Second, those things were never, EVER, sacred cows that were a core part of the game like alignment is.
Yes they were.
They just weren't TO YOU.
That's literally the only difference. You're on the other side of the fence this time.
Humanocentrism, enforced (in part) by level limits and racial classes, WAS a sacred cow. It was slaughtered earlier than other sacred cows because it really wasn't very popular. It was a position held far more by its designers than its fanbase...and even the designers often houseruled it. For comparison, THAC0 was a one-edition sacred cow.

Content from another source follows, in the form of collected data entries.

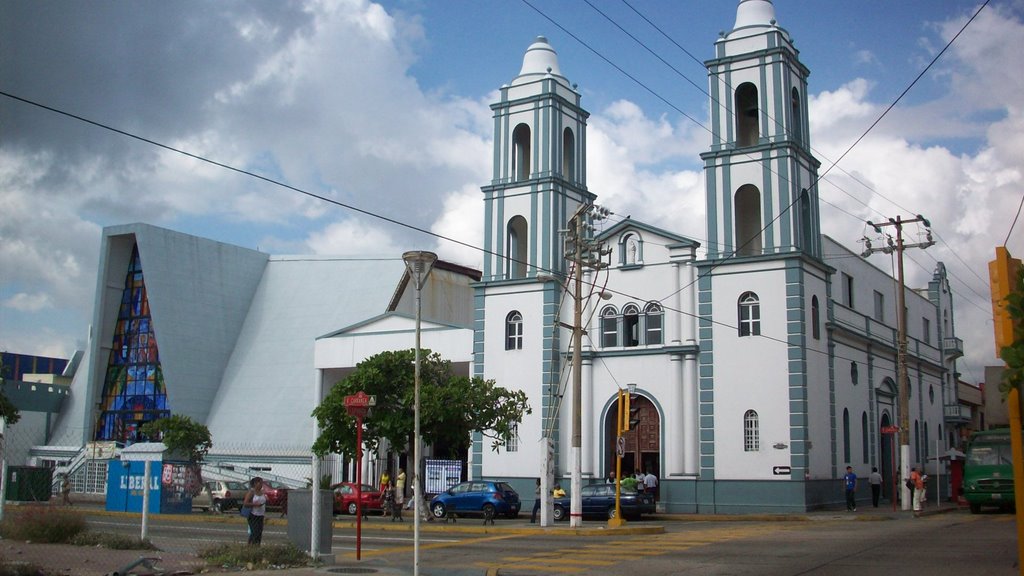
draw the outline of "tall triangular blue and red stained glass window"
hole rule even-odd
[[[170,415],[136,245],[132,248],[125,289],[121,293],[95,438],[125,444],[138,442],[143,440],[139,426]]]

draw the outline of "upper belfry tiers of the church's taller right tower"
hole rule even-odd
[[[712,147],[705,162],[709,258],[821,259],[818,161],[808,137],[807,77],[770,0],[741,0],[705,63]]]

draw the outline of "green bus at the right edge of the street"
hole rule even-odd
[[[964,497],[972,513],[981,506],[1014,506],[1014,462],[1010,429],[978,431],[971,436],[964,463]]]

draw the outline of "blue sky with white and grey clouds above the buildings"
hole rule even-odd
[[[859,252],[865,220],[927,216],[937,244],[907,252],[907,283],[925,286],[945,263],[959,369],[982,380],[997,362],[987,261],[1004,243],[1024,256],[1024,222],[1012,229],[1024,194],[1024,0],[980,12],[953,0],[774,6],[811,70],[822,231]],[[112,224],[273,254],[432,249],[478,266],[466,245],[482,244],[488,105],[537,35],[591,113],[588,184],[601,205],[702,241],[700,63],[735,7],[0,0],[0,349],[68,357],[84,345]]]

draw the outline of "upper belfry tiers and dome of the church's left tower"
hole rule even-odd
[[[587,117],[558,56],[539,36],[495,112],[494,176],[483,187],[483,281],[562,273],[558,232],[587,192]]]

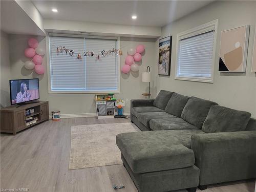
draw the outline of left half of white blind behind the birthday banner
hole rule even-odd
[[[52,91],[81,91],[86,88],[84,59],[76,59],[65,51],[57,53],[58,46],[84,51],[84,38],[50,36],[50,69]]]

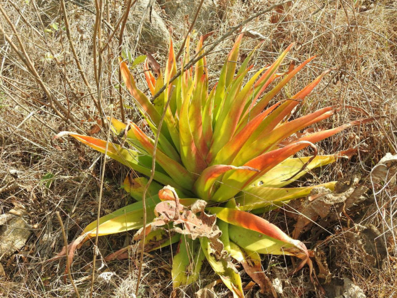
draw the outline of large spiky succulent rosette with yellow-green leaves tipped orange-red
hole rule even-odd
[[[177,73],[177,62],[170,41],[165,70],[156,69],[157,78],[145,62],[145,78],[152,96],[166,86],[154,101],[138,89],[127,64],[120,61],[125,87],[154,137],[145,134],[135,123],[109,119],[115,135],[122,138],[122,145],[109,143],[107,155],[141,176],[127,177],[124,181],[124,188],[137,202],[101,217],[98,229],[98,235],[141,229],[135,238],[139,240],[145,233],[147,251],[179,242],[172,264],[173,285],[196,280],[207,259],[234,297],[243,297],[235,262],[242,263],[262,290],[267,286],[269,280],[260,268],[259,254],[297,257],[302,261],[296,270],[308,264],[311,272],[312,263],[305,245],[256,214],[307,196],[318,185],[287,186],[311,169],[352,153],[347,150],[317,155],[313,143],[369,121],[299,133],[338,110],[326,106],[307,115],[292,116],[328,71],[296,94],[279,100],[280,91],[314,56],[296,67],[291,65],[287,72],[278,73],[293,47],[291,44],[272,65],[247,78],[253,69],[249,62],[255,49],[238,67],[242,37],[240,34],[236,38],[215,84],[209,81],[205,56],[186,67],[190,61],[189,38],[181,61],[182,74],[171,82]],[[195,52],[196,55],[204,52],[203,39],[198,41]],[[274,86],[270,87],[272,83]],[[65,134],[105,152],[105,140],[70,132],[60,133],[58,137]],[[312,156],[295,156],[306,147],[313,148]],[[148,182],[145,176],[151,175],[154,150],[155,182],[146,195],[148,224],[143,228],[142,198]],[[335,182],[320,186],[333,190]],[[96,226],[96,221],[89,224],[69,245],[70,258],[77,247],[96,235]],[[64,254],[62,251],[58,256]],[[108,259],[126,256],[124,249]]]

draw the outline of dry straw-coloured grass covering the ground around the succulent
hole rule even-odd
[[[56,1],[43,3],[44,5],[41,1],[19,0],[16,3],[18,12],[10,1],[0,1],[44,86],[66,110],[70,111],[70,119],[75,121],[66,123],[61,116],[64,117],[65,114],[60,112],[61,115],[58,115],[51,108],[51,99],[43,91],[38,78],[31,75],[21,58],[0,35],[0,189],[14,182],[18,183],[17,187],[0,193],[0,208],[2,214],[13,208],[25,208],[24,219],[32,226],[32,233],[21,251],[11,256],[0,256],[0,262],[6,272],[6,276],[0,276],[0,296],[4,297],[75,296],[70,282],[64,282],[63,262],[44,262],[63,246],[55,211],[61,213],[69,241],[96,218],[97,212],[101,157],[77,143],[68,141],[54,146],[51,142],[51,138],[62,130],[80,129],[88,132],[100,118],[93,103],[93,98],[99,97],[93,68],[92,31],[95,16],[79,6],[67,3],[73,42],[82,69],[93,90],[91,96],[72,56],[62,27],[59,5]],[[92,3],[83,3],[86,8],[95,11]],[[109,6],[108,22],[113,26],[123,12],[122,3],[121,0],[113,1]],[[215,35],[209,37],[206,44],[216,40],[230,26],[268,7],[270,2],[238,0],[233,4],[225,3],[225,19],[214,24]],[[105,10],[105,19],[106,12]],[[164,12],[159,13],[164,17]],[[299,62],[314,54],[318,57],[289,84],[283,95],[288,96],[289,92],[298,90],[323,70],[335,68],[309,97],[301,109],[302,112],[329,104],[344,107],[338,116],[322,124],[327,127],[368,115],[377,117],[377,121],[372,125],[321,142],[319,147],[325,153],[355,147],[358,149],[358,155],[349,162],[327,168],[317,179],[339,179],[358,171],[362,174],[362,183],[373,192],[378,192],[376,199],[379,208],[373,204],[374,199],[370,198],[365,206],[357,208],[349,215],[355,223],[372,224],[381,232],[379,239],[387,245],[387,256],[382,266],[373,270],[373,266],[363,259],[360,248],[346,239],[345,232],[349,229],[343,215],[338,225],[328,228],[332,235],[319,234],[319,238],[313,240],[309,234],[304,234],[301,240],[308,240],[309,247],[320,241],[325,241],[323,249],[332,246],[335,254],[328,255],[331,273],[336,278],[349,276],[368,297],[397,295],[397,230],[393,221],[397,211],[396,189],[395,185],[390,184],[381,189],[376,186],[372,189],[369,175],[372,167],[386,152],[397,153],[397,5],[393,1],[299,0],[291,7],[286,7],[286,13],[279,16],[278,22],[275,22],[276,17],[275,14],[267,14],[248,24],[247,29],[266,37],[255,56],[254,69],[273,62],[282,49],[296,41],[300,46],[290,54],[289,58],[292,61]],[[167,25],[173,25],[172,21],[172,18],[167,20]],[[51,27],[54,23],[58,24],[60,30]],[[17,43],[17,37],[12,34],[12,28],[5,18],[0,18],[0,24],[12,37],[13,42]],[[102,27],[103,41],[106,41],[109,31],[106,25]],[[173,35],[175,44],[178,45],[183,40],[183,30],[187,28],[180,24],[173,27],[177,29]],[[220,69],[219,61],[223,61],[221,57],[227,53],[232,42],[231,39],[223,41],[209,55],[210,77],[217,76]],[[252,49],[257,42],[255,38],[244,38],[241,53]],[[126,38],[124,45],[127,49],[131,48],[134,41]],[[143,48],[138,47],[138,51],[133,54],[137,56],[143,51]],[[102,55],[100,96],[104,114],[110,114],[111,103],[115,107],[118,106],[118,93],[123,92],[114,88],[118,84],[117,52],[115,38]],[[155,56],[160,63],[164,62],[165,56],[161,51]],[[138,68],[137,77],[142,81],[142,73],[139,74],[139,71]],[[69,83],[65,81],[66,78]],[[122,95],[124,104],[133,105],[125,92]],[[119,116],[119,113],[119,109],[114,108],[113,114]],[[127,110],[127,116],[139,120],[135,110]],[[104,137],[105,133],[100,132],[99,135]],[[126,168],[115,162],[107,163],[101,215],[128,202],[128,197],[119,187],[126,171]],[[48,181],[43,181],[43,177],[48,173],[53,175],[51,185],[47,185],[49,187],[46,186]],[[286,219],[280,216],[280,213],[272,213],[270,216],[277,217],[280,226],[289,226],[289,231],[292,231],[291,225],[286,223]],[[105,256],[129,244],[130,235],[126,232],[122,235],[101,237],[101,255]],[[175,249],[164,249],[145,257],[142,296],[166,297],[171,294],[170,259]],[[98,256],[99,265],[101,255]],[[85,245],[78,250],[73,264],[73,277],[82,297],[89,296],[92,257],[92,245]],[[115,275],[109,283],[97,280],[93,296],[130,297],[137,282],[137,262],[135,258],[104,264],[99,273],[108,271],[114,272]],[[271,278],[277,277],[285,282],[290,279],[291,295],[294,291],[295,295],[302,291],[305,297],[315,295],[308,283],[307,271],[302,270],[291,279],[286,277],[286,269],[282,269],[286,265],[291,267],[290,259],[265,257],[263,261],[263,266]],[[203,274],[197,284],[187,287],[180,295],[192,297],[198,288],[211,283],[214,276],[210,272],[211,270],[205,269],[204,273],[208,274]],[[228,295],[222,287],[218,286],[216,289],[219,296]],[[248,295],[254,295],[255,292],[256,288],[253,288]]]

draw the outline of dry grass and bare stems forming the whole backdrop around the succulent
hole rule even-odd
[[[0,296],[76,295],[70,282],[65,282],[64,263],[45,261],[63,246],[56,211],[69,242],[96,219],[103,157],[73,140],[53,142],[52,137],[66,130],[105,138],[101,118],[110,114],[144,126],[119,84],[117,57],[121,53],[129,59],[141,84],[142,59],[137,57],[149,52],[163,66],[169,34],[179,50],[199,2],[70,0],[63,10],[62,2],[55,0],[0,1]],[[124,27],[128,3],[131,7]],[[231,27],[275,3],[206,0],[194,22],[193,38],[213,32],[205,42],[211,44]],[[318,225],[300,237],[308,247],[317,249],[316,271],[329,297],[341,296],[346,289],[353,289],[356,296],[346,292],[341,297],[397,296],[397,158],[386,163],[387,175],[382,181],[371,175],[387,152],[397,153],[396,20],[397,2],[392,0],[296,0],[260,15],[243,28],[247,32],[239,62],[262,42],[253,71],[273,62],[291,42],[298,46],[288,56],[286,69],[291,61],[318,55],[283,91],[285,96],[323,70],[334,69],[310,95],[302,113],[325,105],[341,106],[338,116],[323,124],[327,128],[376,117],[371,125],[347,130],[319,146],[324,153],[354,147],[357,154],[313,172],[313,181],[354,181],[354,187],[363,190],[350,208],[340,212],[332,206]],[[235,34],[218,43],[208,56],[210,79],[219,73]],[[120,188],[127,170],[114,161],[107,162],[101,215],[128,202]],[[295,208],[299,202],[294,203]],[[287,232],[297,218],[287,208],[266,216]],[[130,241],[129,232],[100,237],[100,259]],[[142,297],[190,297],[205,286],[220,297],[229,295],[224,287],[214,287],[212,274],[203,274],[198,283],[173,292],[172,249],[175,247],[146,256]],[[89,296],[92,257],[92,246],[85,245],[73,264],[81,296]],[[137,262],[137,258],[99,262],[98,273],[104,274],[95,281],[93,296],[131,297]],[[287,276],[287,269],[292,268],[288,258],[266,257],[263,268],[280,297],[319,295],[309,282],[308,269]],[[244,285],[247,296],[260,295],[246,276]]]

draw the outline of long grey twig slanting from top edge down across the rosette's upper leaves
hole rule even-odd
[[[186,70],[188,70],[193,64],[195,64],[197,61],[199,61],[201,58],[203,58],[204,56],[207,56],[221,41],[225,40],[226,38],[228,38],[229,36],[231,36],[233,34],[234,31],[236,31],[238,28],[244,26],[245,24],[247,24],[248,22],[252,21],[253,19],[259,17],[260,15],[264,14],[264,13],[268,13],[270,11],[272,11],[274,8],[276,8],[277,6],[280,5],[284,5],[286,3],[291,2],[292,0],[287,0],[287,1],[283,1],[280,3],[277,3],[275,5],[272,5],[271,7],[265,9],[265,10],[261,10],[260,12],[250,16],[248,19],[245,19],[244,21],[238,23],[236,26],[233,26],[228,32],[226,32],[225,34],[223,34],[221,37],[219,37],[216,41],[213,42],[213,44],[210,46],[210,48],[208,50],[206,50],[205,52],[203,52],[203,54],[197,56],[195,58],[192,58],[184,67],[182,70],[178,71],[169,81],[169,83],[172,83],[173,81],[175,81],[182,73],[184,73]],[[197,53],[198,54],[198,53]],[[164,91],[164,89],[166,88],[166,85],[163,85],[163,87],[160,88],[160,90],[152,96],[152,98],[150,99],[151,101],[155,100],[157,97],[160,96],[160,94]]]

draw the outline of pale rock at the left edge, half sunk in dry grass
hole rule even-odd
[[[16,217],[4,224],[0,230],[0,256],[9,256],[20,250],[30,236],[30,229],[22,217]]]

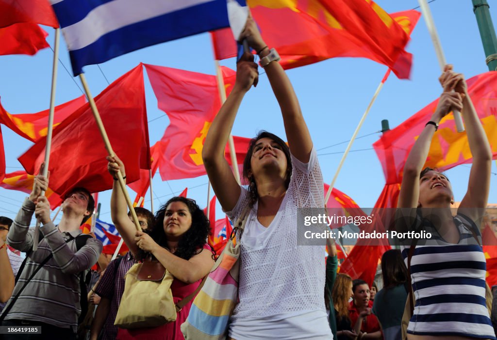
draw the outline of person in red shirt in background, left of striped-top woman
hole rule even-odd
[[[380,323],[376,316],[371,314],[373,301],[370,301],[369,285],[363,280],[354,280],[352,283],[353,300],[348,309],[354,331],[363,339],[383,339]]]

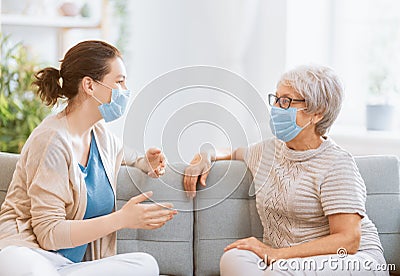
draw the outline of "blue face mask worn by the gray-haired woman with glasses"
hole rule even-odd
[[[297,109],[289,107],[288,109],[283,109],[276,106],[271,107],[269,126],[276,138],[283,142],[289,142],[311,123],[308,122],[304,127],[300,127],[296,124],[297,111],[304,109],[305,108]]]

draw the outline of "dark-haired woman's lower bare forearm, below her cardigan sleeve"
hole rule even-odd
[[[123,228],[120,211],[86,220],[71,221],[71,242],[79,246],[107,236]]]

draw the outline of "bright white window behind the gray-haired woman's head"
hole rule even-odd
[[[287,37],[288,68],[327,64],[343,80],[336,125],[365,129],[367,104],[399,105],[400,1],[288,0]],[[395,113],[400,117],[399,108]]]

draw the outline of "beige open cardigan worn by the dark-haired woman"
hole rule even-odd
[[[83,219],[86,184],[67,129],[61,112],[46,118],[28,138],[1,206],[0,249],[8,245],[45,250],[73,247],[70,223]],[[93,132],[115,196],[122,144],[103,121],[94,125]],[[138,160],[133,152],[128,159],[130,162],[124,162],[127,165]],[[88,248],[93,260],[114,255],[116,233],[92,242]]]

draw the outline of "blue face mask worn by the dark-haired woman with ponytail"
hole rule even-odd
[[[98,108],[100,110],[101,116],[103,116],[104,118],[104,121],[108,123],[120,118],[125,113],[131,92],[129,90],[111,88],[101,82],[98,83],[103,85],[104,87],[111,89],[110,103],[102,103],[95,96],[92,96],[96,101],[100,103]]]

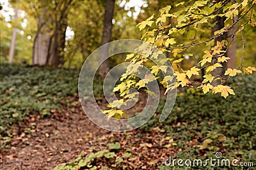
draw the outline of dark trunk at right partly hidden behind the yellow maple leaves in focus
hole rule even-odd
[[[217,16],[213,19],[213,22],[216,22],[216,25],[214,25],[214,27],[212,28],[212,36],[214,36],[215,31],[218,31],[225,26],[224,21],[225,21],[225,17],[220,17],[220,16]],[[217,41],[221,42],[225,39],[227,39],[227,34],[224,32],[221,36],[214,39],[214,46],[217,44]],[[222,49],[222,50],[225,50],[225,49]],[[225,53],[224,55],[227,55],[227,53]],[[216,63],[217,58],[218,56],[215,55],[212,62]],[[214,80],[212,81],[213,86],[217,86],[221,84],[220,77],[225,78],[224,73],[225,73],[225,70],[227,69],[227,62],[222,62],[221,65],[222,67],[216,67],[216,69],[212,71],[212,76],[214,76]],[[216,78],[219,78],[219,79],[216,80]]]

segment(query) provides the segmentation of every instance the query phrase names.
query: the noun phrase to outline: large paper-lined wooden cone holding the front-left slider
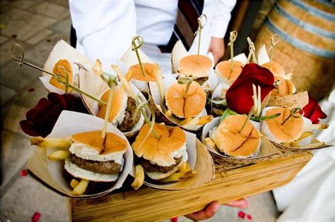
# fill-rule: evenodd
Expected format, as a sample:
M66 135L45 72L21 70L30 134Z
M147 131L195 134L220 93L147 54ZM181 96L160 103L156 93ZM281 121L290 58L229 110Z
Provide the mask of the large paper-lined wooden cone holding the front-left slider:
M76 113L72 111L63 111L54 125L54 129L48 137L65 137L73 135L77 132L86 132L92 130L101 130L103 125L103 119L88 114ZM52 187L57 192L67 197L74 198L91 198L100 197L106 195L113 190L122 187L124 180L131 171L133 165L133 151L127 140L127 138L115 128L112 124L108 123L107 132L112 132L115 135L121 137L127 141L128 147L127 152L124 154L124 166L122 172L119 174L119 178L116 182L110 183L110 186L105 187L102 190L97 190L96 193L90 195L71 195L72 188L70 186L70 180L66 180L67 174L64 170L64 161L50 161L47 156L52 152L56 151L57 148L46 148L36 147L33 154L28 160L28 169L34 175L37 176L42 182ZM72 178L72 177L71 177Z

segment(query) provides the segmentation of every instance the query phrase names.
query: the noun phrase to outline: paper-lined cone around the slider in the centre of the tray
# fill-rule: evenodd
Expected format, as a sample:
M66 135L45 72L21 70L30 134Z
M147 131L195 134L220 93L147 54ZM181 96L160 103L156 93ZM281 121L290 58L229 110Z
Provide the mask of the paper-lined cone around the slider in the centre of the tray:
M172 75L165 75L165 78L163 79L164 95L166 94L167 89L175 82L177 82L177 80ZM151 92L151 94L149 95L149 103L151 104L151 107L153 108L153 111L155 112L155 115L158 121L161 121L165 123L166 125L173 125L173 126L177 125L183 130L187 130L189 132L196 132L202 127L202 125L191 125L191 124L190 125L189 124L180 125L179 123L177 123L177 118L175 118L174 116L167 117L165 113L163 113L162 107L160 105L160 104L163 104L163 102L160 99L160 92L159 92L157 82L149 82L149 87L150 87L150 92ZM206 116L206 115L207 115L207 111L204 108L201 111L201 113L195 116L192 121L189 121L189 123L192 123L192 122L197 123L197 120L199 120L199 118Z

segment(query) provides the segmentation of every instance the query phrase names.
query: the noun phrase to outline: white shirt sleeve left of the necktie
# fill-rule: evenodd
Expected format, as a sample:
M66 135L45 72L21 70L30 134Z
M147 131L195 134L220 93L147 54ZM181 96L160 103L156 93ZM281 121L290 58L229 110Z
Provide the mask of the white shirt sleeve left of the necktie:
M136 35L133 0L69 0L77 42L92 61L102 66L115 63L131 46Z

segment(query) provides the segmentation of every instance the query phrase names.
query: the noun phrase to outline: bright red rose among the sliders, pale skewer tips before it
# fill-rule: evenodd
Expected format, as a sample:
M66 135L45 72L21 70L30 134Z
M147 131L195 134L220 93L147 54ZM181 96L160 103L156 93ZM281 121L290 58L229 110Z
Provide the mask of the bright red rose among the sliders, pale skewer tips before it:
M261 87L261 101L276 87L274 86L274 75L269 69L258 66L256 63L248 63L242 69L242 73L229 87L225 99L229 109L237 113L249 113L254 101L252 99L252 85Z

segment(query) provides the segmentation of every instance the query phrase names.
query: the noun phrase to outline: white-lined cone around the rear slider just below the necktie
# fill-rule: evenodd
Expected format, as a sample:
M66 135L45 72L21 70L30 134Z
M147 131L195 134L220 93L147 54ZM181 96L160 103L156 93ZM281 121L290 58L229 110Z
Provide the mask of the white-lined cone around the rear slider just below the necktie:
M184 45L180 40L178 40L171 52L171 68L172 73L179 74L179 63L182 58L189 56L189 53L185 49ZM218 85L218 78L214 73L213 68L208 72L208 80L206 80L201 86L204 90L213 91L214 87Z

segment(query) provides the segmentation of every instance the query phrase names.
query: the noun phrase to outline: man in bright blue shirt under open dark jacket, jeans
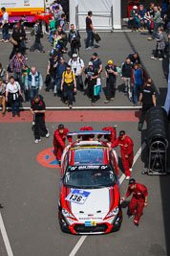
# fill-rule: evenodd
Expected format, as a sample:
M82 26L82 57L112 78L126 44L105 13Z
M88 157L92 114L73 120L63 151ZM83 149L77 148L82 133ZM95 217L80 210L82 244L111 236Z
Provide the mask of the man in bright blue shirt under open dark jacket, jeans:
M146 74L143 68L139 67L138 63L134 64L131 71L131 85L133 87L133 101L134 105L138 105L138 95L143 88L146 81Z

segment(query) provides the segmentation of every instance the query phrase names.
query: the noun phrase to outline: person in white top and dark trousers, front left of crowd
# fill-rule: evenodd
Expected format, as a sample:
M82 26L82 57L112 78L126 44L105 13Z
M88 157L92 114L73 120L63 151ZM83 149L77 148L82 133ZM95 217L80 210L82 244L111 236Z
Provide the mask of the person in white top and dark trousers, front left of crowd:
M21 87L18 81L14 81L14 77L11 76L10 82L6 86L6 102L11 104L12 117L17 114L20 117L19 112L19 96L22 96Z

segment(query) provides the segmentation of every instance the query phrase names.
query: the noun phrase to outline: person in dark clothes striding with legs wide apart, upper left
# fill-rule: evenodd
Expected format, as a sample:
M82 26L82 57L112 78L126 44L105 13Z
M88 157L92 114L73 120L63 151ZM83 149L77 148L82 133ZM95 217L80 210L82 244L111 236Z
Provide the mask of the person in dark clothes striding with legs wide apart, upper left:
M45 51L43 50L43 46L41 44L41 38L43 37L43 33L38 19L35 21L35 25L33 27L33 35L35 35L35 40L32 47L30 48L30 51L34 52L34 50L37 49L40 53L44 54Z

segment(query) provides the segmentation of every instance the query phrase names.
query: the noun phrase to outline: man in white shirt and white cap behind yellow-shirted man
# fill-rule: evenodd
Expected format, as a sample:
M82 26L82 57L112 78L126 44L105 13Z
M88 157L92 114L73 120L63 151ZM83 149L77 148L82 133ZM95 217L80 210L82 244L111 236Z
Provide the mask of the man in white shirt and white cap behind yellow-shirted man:
M74 72L76 88L83 91L82 73L84 71L84 61L82 58L79 58L77 54L74 54L73 58L69 60L68 64L71 66L72 71Z

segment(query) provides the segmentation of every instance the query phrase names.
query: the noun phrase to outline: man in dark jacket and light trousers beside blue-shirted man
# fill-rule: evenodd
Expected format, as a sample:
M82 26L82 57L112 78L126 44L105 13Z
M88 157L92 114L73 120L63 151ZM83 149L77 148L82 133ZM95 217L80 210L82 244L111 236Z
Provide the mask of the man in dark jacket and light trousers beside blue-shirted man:
M125 84L125 92L124 95L128 96L129 101L132 102L132 86L131 86L131 72L133 69L133 64L131 63L130 58L126 58L126 61L124 61L121 65L121 79L124 81Z

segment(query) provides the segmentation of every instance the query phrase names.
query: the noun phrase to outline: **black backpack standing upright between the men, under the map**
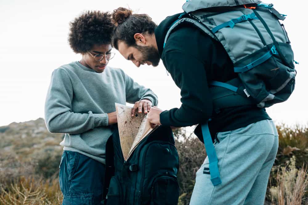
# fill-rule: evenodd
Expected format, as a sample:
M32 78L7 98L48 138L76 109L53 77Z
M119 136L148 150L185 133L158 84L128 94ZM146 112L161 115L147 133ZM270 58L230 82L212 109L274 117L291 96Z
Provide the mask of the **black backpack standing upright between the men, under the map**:
M104 204L176 205L179 198L176 176L179 156L171 128L157 128L140 142L127 161L123 158L117 129L115 127L112 139L106 146L103 198L107 200Z

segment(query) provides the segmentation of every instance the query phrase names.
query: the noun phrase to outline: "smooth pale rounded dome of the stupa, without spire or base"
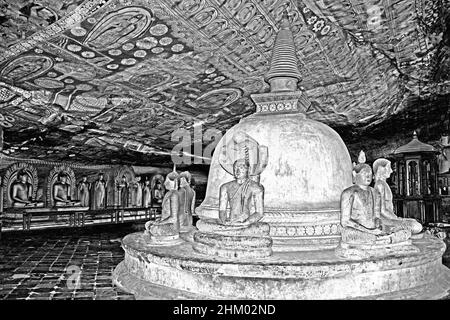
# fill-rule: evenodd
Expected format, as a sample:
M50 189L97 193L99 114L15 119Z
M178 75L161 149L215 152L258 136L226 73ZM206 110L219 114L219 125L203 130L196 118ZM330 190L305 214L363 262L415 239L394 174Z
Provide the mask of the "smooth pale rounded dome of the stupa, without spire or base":
M205 201L199 214L216 216L219 187L233 180L219 164L219 152L237 132L245 132L269 150L261 173L265 211L331 212L337 221L342 190L352 184L352 164L340 136L327 125L301 114L253 115L227 131L212 157Z

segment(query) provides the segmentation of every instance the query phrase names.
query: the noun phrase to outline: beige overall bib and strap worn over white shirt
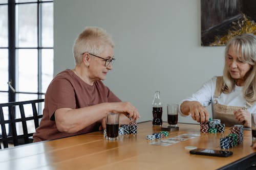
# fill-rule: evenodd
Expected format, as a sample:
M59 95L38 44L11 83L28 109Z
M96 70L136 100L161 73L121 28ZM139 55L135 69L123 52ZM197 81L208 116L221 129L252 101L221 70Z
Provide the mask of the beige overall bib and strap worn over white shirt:
M234 111L243 109L247 110L252 103L247 102L244 107L226 106L218 103L217 98L220 98L221 89L223 85L223 77L217 77L216 89L214 93L214 100L212 102L212 115L214 119L221 119L221 123L226 126L241 125L237 119L234 118Z

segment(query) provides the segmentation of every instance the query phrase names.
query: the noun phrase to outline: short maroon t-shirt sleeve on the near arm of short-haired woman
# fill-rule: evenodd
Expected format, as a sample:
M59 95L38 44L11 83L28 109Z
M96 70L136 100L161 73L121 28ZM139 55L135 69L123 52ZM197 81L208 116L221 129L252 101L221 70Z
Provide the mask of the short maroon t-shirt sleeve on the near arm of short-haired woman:
M54 120L54 112L59 108L76 108L75 92L72 84L65 78L54 80L48 90L49 118Z

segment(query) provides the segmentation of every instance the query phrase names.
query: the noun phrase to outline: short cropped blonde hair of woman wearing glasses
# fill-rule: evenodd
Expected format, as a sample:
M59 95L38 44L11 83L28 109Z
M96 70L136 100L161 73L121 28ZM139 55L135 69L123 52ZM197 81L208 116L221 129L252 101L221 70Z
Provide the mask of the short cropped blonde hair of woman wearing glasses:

There were plenty REAL people who argued that, if you removed THAC0, you could let ANYONE just join and play D&D--that a vital filter for the insufficiently intelligent or dedicated would be lost. 3e was a horribly offensive affront to them for opening the floodgates to whatever flotsam-and-jetsam riffraff might float in--welcoming the demise of D&D's identity and culture.
Sacred cows getting slaughtered by new editions is one of the most D&D things there can be. Sort of like how every damn edition does multiclassing in its own unique way, even of you can make comparisons.
You already could. From the 5e DMG, "In creating your campaign world, it helps to start with the core assumptions and consider how your setting might change them."
And what we're saying is, maybe it's better to approach it as a toolkit to build your own thing with
from minute one, rather than giving a half-prebuilt treehouse and telling the DM (and player) to think about how they would want to disassemble it first.
It's honestly hilarious to me how some of the very same people who argue that the game needs to be viewed from a toolkit direction then also argue that the game needs built-in premade defaults....that just HAPPEN to be the premade defaults they like, while keeping all the areas they DON'T want premade defaults as loosey-goosey as possible.